Lecture Notes in Control and Information Sciences: Developments in Model-Based Optimization and Control : Distributed Control and Industrial Applications 464 (2015, Paperback) read online TXT, DJV, MOBI
9783319266855 3319266853 This book deals with optimizationmethods as tools for decision making and control in the presence ofuncertainty. It is oriented to the use of these tools in engineering and,specifically, in automatic control design with all its components: analysis of dynamicalsystems, estimation problems, and feedback control design. Developments in Model-Based Optimization and Control takes advantage of optimization-based formulations for such classicalfeedback design objectives as stability, performance and feasibility affordedby the established body of results and methodologies constituting optimalcontrol theory. It makes particular use of the popular formulation known aspredictive control or receding-horizon optimization. The individual contributions in thisvolume are wide-ranging in subject matter but coordinated within a five-partstructure covering material on: complexity and structure in model predictive control (MPC); collaborative MPC; distributed MPC; optimization-based analysis and design; and applications. The various contributions cover asubject spectrum including explicit and more modern decentralized andcooperative formulations of receding-horizon optimal control. Readers will findthirteen chapters dedicated to optimization-based tools for robustnessanalysis, and decision-making in relation to feedback mechanisms--faultdetection, for example--and three to applications.< Developments in Model-Based Optimization and Control is a selection of contributions expanded and updated from the Optimisation-basedControl and Estimation workshops held in November 2012 and November 2013.It forms a useful resource for academic researchers and graduate students interestedin the state of the art in predictive control. Control engineers working inpredictive control, particularly in its bioprocess applications will also findthis collection instructive.

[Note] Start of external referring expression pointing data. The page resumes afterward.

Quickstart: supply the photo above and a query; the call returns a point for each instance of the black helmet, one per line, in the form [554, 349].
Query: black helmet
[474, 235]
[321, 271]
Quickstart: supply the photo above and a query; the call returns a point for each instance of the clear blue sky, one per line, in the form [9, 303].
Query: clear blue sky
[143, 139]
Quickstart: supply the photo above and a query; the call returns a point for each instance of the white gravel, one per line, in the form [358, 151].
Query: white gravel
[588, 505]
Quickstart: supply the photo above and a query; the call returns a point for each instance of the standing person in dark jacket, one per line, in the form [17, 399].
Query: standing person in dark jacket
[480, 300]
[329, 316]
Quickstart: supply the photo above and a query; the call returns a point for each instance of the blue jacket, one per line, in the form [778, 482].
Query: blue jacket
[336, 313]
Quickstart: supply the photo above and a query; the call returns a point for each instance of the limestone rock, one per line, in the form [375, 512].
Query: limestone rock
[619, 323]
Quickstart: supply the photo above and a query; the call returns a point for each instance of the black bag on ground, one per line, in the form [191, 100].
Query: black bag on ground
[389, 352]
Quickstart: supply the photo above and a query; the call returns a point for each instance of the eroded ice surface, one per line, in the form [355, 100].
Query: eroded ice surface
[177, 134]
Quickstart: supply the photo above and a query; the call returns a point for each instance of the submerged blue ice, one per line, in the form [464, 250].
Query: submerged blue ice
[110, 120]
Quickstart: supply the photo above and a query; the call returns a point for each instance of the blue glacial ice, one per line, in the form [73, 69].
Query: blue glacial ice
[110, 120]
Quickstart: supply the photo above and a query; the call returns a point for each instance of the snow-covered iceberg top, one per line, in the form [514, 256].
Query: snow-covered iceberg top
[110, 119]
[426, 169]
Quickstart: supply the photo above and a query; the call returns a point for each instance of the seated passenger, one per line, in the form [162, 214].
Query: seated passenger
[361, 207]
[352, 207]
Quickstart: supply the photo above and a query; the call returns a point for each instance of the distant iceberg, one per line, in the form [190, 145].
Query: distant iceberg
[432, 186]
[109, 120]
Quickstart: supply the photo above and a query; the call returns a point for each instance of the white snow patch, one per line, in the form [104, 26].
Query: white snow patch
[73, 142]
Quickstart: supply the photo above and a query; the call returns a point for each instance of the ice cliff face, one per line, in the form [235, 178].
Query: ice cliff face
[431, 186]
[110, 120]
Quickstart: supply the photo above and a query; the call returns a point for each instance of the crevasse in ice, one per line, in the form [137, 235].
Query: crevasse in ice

9783319266855 3319266853 This book deals with optimizationmethods as tools for decision making and control in the presence ofuncertainty. It is oriented to the use of these tools in engineering and,specifically, in automatic control design with all its components: analysis of dynamicalsystems, estimation problems, and feedback control design. Developments in Model-Based Optimization and Control takes advantage of optimization-based formulations for such classicalfeedback design objectives as stability, performance and feasibility affordedby the established body of results and methodologies constituting optimalcontrol theory. It makes particular use of the popular formulation known aspredictive control or receding-horizon optimization. The individual contributions in thisvolume are wide-ranging in subject matter but coordinated within a five-partstructure covering material on: complexity and structure in model predictive control (MPC); collaborative MPC; distributed MPC; optimization-based analysis and design; and applications. The various contributions cover asubject spectrum including explicit and more modern decentralized andcooperative formulations of receding-horizon optimal control. Readers will findthirteen chapters dedicated to optimization-based tools for robustnessanalysis, and decision-making in relation to feedback mechanisms--faultdetection, for example--and three to applications.< Developments in Model-Based Optimization and Control is a selection of contributions expanded and updated from the Optimisation-basedControl and Estimation workshops held in November 2012 and November 2013.It forms a useful resource for academic researchers and graduate students interestedin the state of the art in predictive control. Control engineers working inpredictive control, particularly in its bioprocess applications will also findthis collection instructive.